At the Annual General Meeting on April 16, 2026, the Board of Directors will propose a dividend of CHF 3.10 per share, an increase of 5 centime. Nestlé has maintained or increased the dividend in Swiss francs over the last 66 years, and we remain committed to our dividend practice.

Net debt

Net debt was CHF 51.4 billion as at December 31, 2025, compared to CHF 60.0 billion as at June 30, 2025 and CHF 56.0 as at December 31, 2024. The decrease reflected strong free cash flow generation in the second half of the year, along with a CHF 2.0 billion extraordinary distribution from our Froneri joint venture, and a benefit from foreign exchange movements.

Return on invested capital

Return on invested capital was 12.7%, compared to 14.1% in 2024. This reduction reflects lower operating profit and higher impairments, partially compensated by a lower invested capital base.

Acquisitions and divestures, minority interests and joint ventures

In 2025, we increased our ownership in two companies as follow-ons from earlier acquisitions. In China, we acquired all the outstanding minority interests of confectionery company Hsu Fu Chi, and in Nestlé Health Science we further increased our majority stake in Orgain, a leader in plant-based nutrition, where we had an option as part of the original acquisition structure. In South Korea, we took control of our Purina business from the existing JV structure and integrated it into Nestlé South Korea. During Q4 2025, we disposed of our remaining stake in the Herta JV that was established in 2019. This was part of our regular review of smaller non-core assets for opportunities to simplify and unlock value.

Infant formula recall

In January 2026, Nestlé launched a global precautionary recall of batches of infant formula after detecting the presence of cereulide, caused by an ingredient sourced from a global industry supplier. Full details of the recall and timeline are available at www.nestle.com/ask-nestle.

Nestlé maintains high quality standards and safety protocols, which go well beyond Good Manufacturing Practices and current regulations, including for managing cereulide risk in infant formula. The recall removed all batches of products that could potentially contain a level of cereulide >=0.2 ng/g in infant formula powder.
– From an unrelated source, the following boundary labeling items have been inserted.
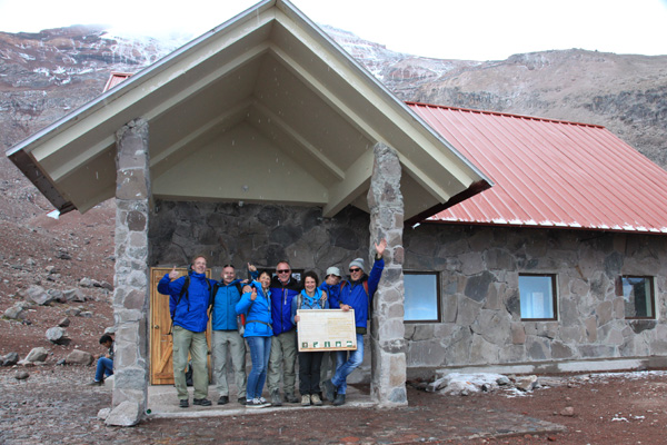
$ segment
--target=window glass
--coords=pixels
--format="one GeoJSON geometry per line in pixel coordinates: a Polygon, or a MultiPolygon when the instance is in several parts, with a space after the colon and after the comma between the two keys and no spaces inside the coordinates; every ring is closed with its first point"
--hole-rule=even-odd
{"type": "Polygon", "coordinates": [[[404,273],[406,322],[439,322],[439,283],[437,273],[404,273]]]}
{"type": "Polygon", "coordinates": [[[626,318],[655,318],[653,279],[621,277],[626,318]]]}
{"type": "Polygon", "coordinates": [[[519,275],[521,319],[556,319],[556,276],[519,275]]]}

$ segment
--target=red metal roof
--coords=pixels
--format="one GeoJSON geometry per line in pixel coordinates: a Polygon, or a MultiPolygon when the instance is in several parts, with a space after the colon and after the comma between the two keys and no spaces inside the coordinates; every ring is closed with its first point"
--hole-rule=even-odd
{"type": "Polygon", "coordinates": [[[109,80],[107,80],[107,85],[104,85],[104,89],[102,90],[102,92],[109,91],[111,88],[116,87],[118,83],[122,82],[132,75],[133,72],[111,71],[111,76],[109,76],[109,80]]]}
{"type": "Polygon", "coordinates": [[[667,172],[604,127],[408,106],[495,182],[428,221],[667,233],[667,172]]]}

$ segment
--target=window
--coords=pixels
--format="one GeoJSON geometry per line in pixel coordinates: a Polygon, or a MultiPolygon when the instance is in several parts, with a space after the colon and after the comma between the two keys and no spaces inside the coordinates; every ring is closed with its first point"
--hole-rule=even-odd
{"type": "Polygon", "coordinates": [[[556,319],[556,276],[519,274],[521,319],[556,319]]]}
{"type": "Polygon", "coordinates": [[[655,318],[651,277],[620,277],[626,318],[655,318]]]}
{"type": "Polygon", "coordinates": [[[404,273],[406,289],[405,320],[440,320],[440,276],[430,271],[404,273]]]}

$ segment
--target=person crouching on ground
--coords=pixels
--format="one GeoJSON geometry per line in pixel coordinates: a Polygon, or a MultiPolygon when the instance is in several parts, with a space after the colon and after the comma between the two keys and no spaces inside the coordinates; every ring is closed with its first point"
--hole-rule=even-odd
{"type": "Polygon", "coordinates": [[[210,406],[208,396],[208,343],[206,328],[208,325],[208,307],[211,288],[216,281],[206,277],[206,258],[198,256],[192,260],[191,270],[186,277],[178,277],[173,269],[158,283],[158,291],[169,295],[169,312],[173,323],[173,383],[179,398],[179,406],[187,408],[188,386],[186,367],[188,354],[192,357],[192,384],[195,398],[192,404],[210,406]],[[188,286],[186,288],[186,283],[188,286]],[[182,291],[181,291],[182,290],[182,291]]]}
{"type": "MultiPolygon", "coordinates": [[[[368,307],[372,295],[378,289],[385,269],[382,254],[387,248],[387,240],[382,239],[375,247],[376,257],[370,275],[367,276],[364,271],[366,268],[364,258],[357,258],[350,263],[350,280],[340,284],[339,308],[342,310],[355,309],[357,350],[350,350],[349,357],[347,350],[339,350],[337,353],[336,374],[325,382],[326,396],[329,400],[334,400],[336,406],[345,404],[347,377],[364,362],[364,335],[367,332],[368,307]]],[[[335,305],[331,305],[331,307],[338,308],[335,305]]]]}
{"type": "MultiPolygon", "coordinates": [[[[318,289],[319,279],[312,270],[303,274],[303,290],[292,299],[292,319],[299,323],[300,316],[297,310],[328,309],[327,294],[318,289]]],[[[298,329],[297,325],[297,329],[298,329]]],[[[320,366],[322,364],[322,352],[299,352],[299,393],[301,393],[301,405],[321,406],[319,396],[320,366]]]]}
{"type": "Polygon", "coordinates": [[[103,385],[104,377],[113,375],[113,338],[109,334],[104,334],[100,337],[100,345],[106,347],[107,354],[103,354],[98,358],[97,370],[94,372],[94,380],[89,385],[103,385]]]}
{"type": "Polygon", "coordinates": [[[263,385],[267,379],[267,367],[271,354],[271,300],[269,286],[271,275],[263,270],[259,274],[259,281],[252,281],[251,290],[243,293],[236,305],[237,314],[246,314],[246,330],[243,337],[250,347],[252,369],[248,375],[246,387],[246,406],[262,408],[270,406],[262,396],[263,385]]]}

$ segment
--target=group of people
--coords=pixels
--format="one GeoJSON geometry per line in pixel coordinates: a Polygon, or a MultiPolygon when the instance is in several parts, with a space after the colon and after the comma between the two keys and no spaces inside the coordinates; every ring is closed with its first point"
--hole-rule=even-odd
{"type": "Polygon", "coordinates": [[[327,269],[320,284],[315,271],[299,281],[287,260],[279,261],[275,276],[248,265],[251,280],[237,278],[233,266],[222,267],[221,280],[206,277],[207,259],[198,256],[190,271],[179,277],[176,267],[158,284],[158,291],[169,295],[173,336],[173,378],[180,407],[188,407],[186,367],[191,358],[195,405],[210,406],[208,399],[208,344],[206,330],[209,312],[212,317],[211,353],[218,404],[229,403],[227,362],[231,357],[238,403],[248,407],[281,406],[299,403],[296,395],[296,362],[299,360],[301,405],[321,405],[322,394],[334,405],[345,404],[347,377],[364,360],[364,335],[367,333],[368,308],[380,280],[385,263],[385,239],[375,245],[375,261],[367,274],[365,260],[349,265],[350,277],[342,279],[338,267],[327,269]],[[297,353],[297,310],[355,310],[357,349],[331,353],[336,368],[325,379],[323,352],[297,353]],[[245,330],[239,334],[237,316],[245,316],[245,330]],[[246,344],[250,348],[252,368],[246,375],[246,344]],[[281,369],[282,368],[282,369],[281,369]],[[282,380],[283,395],[280,394],[282,380]],[[262,397],[268,385],[270,402],[262,397]]]}

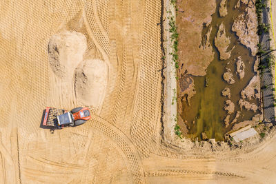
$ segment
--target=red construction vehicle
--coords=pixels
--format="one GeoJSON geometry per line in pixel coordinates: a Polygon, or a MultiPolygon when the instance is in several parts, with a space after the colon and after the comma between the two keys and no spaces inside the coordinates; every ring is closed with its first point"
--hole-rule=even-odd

This is more stringent than the action limit for recalls of 0.43 ng/g recently defined by the EU and being implemented across the bloc.

Nestlé's recall is completed and we are now focused on replenishing stocks. Production has resumed at all infant formula factories, using alternative ingredient suppliers and with extensive testing before, during and after production. Our top priorities are quality, product safety and compliance, and all our products on the market are safe.